La mostra Bullets, Betrayal e Letters: Chronicle of a Jewish Family si svolge al Museo Nazionale dell’Olocausto e ripercorre la cronaca di una storia familiare che si sviluppa dalla Polonia e dall’Ucraina ai Paesi Bassi.

È la prima esposizione nei Paesi Bassi a mettere in evidenza l’assassinio di massa di oltre 1,5 milioni di ebrei dell’Europa dell’Est.
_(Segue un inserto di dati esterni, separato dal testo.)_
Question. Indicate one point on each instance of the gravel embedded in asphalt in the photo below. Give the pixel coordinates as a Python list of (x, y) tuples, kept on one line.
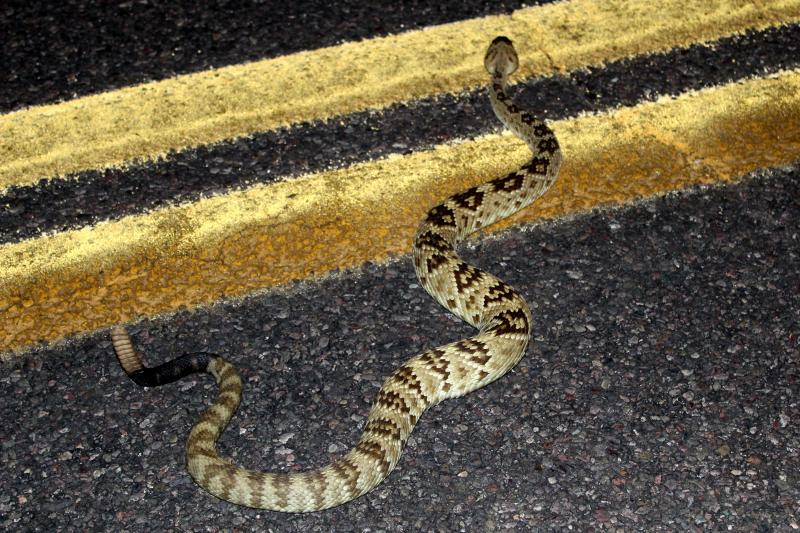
[(661, 390)]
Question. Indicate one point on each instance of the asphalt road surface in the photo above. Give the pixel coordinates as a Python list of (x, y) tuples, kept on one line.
[(661, 391)]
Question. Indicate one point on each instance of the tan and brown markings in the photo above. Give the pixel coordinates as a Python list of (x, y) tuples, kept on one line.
[(501, 315)]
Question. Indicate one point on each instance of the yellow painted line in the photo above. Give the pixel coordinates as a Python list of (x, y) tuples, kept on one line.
[(231, 245), (149, 120)]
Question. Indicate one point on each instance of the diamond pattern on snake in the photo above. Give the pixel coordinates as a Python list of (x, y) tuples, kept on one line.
[(499, 313)]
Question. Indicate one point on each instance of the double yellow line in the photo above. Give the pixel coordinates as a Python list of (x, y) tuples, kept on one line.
[(193, 254), (147, 121)]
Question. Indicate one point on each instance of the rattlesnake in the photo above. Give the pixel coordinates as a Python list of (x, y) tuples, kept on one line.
[(496, 309)]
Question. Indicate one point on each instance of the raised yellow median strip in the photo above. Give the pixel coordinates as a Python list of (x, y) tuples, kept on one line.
[(149, 120), (188, 255)]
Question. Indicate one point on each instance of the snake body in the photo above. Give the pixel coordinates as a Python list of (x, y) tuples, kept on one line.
[(500, 314)]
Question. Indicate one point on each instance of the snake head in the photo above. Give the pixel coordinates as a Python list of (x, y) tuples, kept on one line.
[(501, 58)]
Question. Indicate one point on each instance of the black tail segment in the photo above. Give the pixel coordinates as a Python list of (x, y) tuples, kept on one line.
[(132, 364)]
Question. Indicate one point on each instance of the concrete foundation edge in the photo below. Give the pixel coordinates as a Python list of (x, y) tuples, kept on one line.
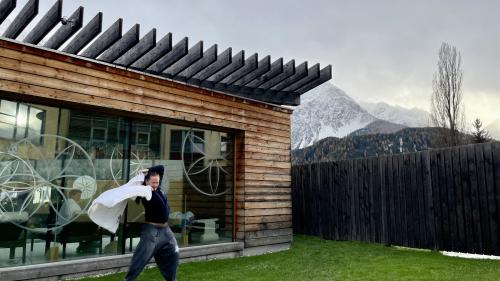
[(111, 264)]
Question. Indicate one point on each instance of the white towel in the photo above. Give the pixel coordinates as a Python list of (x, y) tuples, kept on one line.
[(107, 208)]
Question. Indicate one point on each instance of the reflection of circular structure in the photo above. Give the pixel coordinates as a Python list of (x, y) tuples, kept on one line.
[(86, 185), (137, 164), (35, 175), (212, 171)]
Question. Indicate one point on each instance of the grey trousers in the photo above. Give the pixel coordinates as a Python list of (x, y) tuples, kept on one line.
[(158, 242)]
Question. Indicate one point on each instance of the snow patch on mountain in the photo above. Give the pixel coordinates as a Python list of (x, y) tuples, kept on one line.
[(413, 117), (326, 111)]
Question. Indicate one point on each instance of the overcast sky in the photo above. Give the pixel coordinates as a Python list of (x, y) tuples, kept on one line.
[(380, 50)]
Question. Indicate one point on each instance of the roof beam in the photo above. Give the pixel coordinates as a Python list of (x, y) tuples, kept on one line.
[(263, 66), (25, 16), (249, 65), (300, 72), (312, 73), (127, 41), (178, 51), (194, 54), (162, 47), (288, 70), (209, 56), (45, 25), (236, 63), (108, 38), (324, 75), (75, 22), (145, 45), (222, 61), (6, 7), (276, 68), (89, 32)]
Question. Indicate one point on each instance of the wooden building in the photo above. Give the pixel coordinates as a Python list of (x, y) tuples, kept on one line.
[(118, 99)]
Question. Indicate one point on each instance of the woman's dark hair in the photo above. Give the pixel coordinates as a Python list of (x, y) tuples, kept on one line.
[(146, 178), (149, 175)]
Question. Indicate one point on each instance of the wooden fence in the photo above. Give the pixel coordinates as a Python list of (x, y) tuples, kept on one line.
[(444, 199)]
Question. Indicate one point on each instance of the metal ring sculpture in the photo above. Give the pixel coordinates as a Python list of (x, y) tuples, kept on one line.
[(213, 165)]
La mostra resterà aperta fino al 2 febbraio e sarà l’ultima prima dell’inizio dei lavori di ristrutturazione del Museo.

L’esposizione racconta la straordinaria storia della famiglia del cineasta di Amsterdam Willy Lindwer (1946), che ha ottenuto riconoscimenti per i suoi film sull’Olocausto, Israele e il Medio Oriente.
Ha deciso di documentare la storia della propria famiglia dopo aver scoperto delle lettere di suo nonno Wolf e quello che era successo in Ucraina dove sua nonna, Ryfka, fu uccisa.

I genitori di Lindwer erano originari della Galizia, ex regione di confine tra Polonia e Ucraina. Nel 1930, in fuga dalle cattive condizioni di vita e da una crescente ondata antisemita, si trasferirono ad Amsterdam, dove si sposarono. Dopo l’occupazione nazista dei Paesi Bassi nel 1942, diventarono rifugiati.

I genitori e il fratello di Lindwer, Jonas, sopravvissero alla guerra, ma il nonno Wolf, subì un fatale attacco cardiaco durante la clandestinità. Una delle zie e degli zii di Lindwer furono traditi e uccisi. La nonna Ryfka e altri membri della famiglia rimasti in Galizia furono fucilati in Ucraina, sul bordo di una fossa comune scavata da loro stessi sotto costrizione.

Willy, nato dopo la guerra, ricevette le lettere del nonno e un diario di un sopravvissuto ebreo che fu testimone del tradimento dello zio e della zia. Un rabbino gli diede alcuni oggetti trovati nella fossa comune dove Ryfka venne uccisa. Tra questi, oggetti personali e proiettili.

Lindwer rappresenta così il legame tra tre storie che collegano l’Europa orientale e occidentale. Il Museo Nazionale dell’Olocausto intreccia queste storie attraverso documenti, filmati, fotografie e oggetti.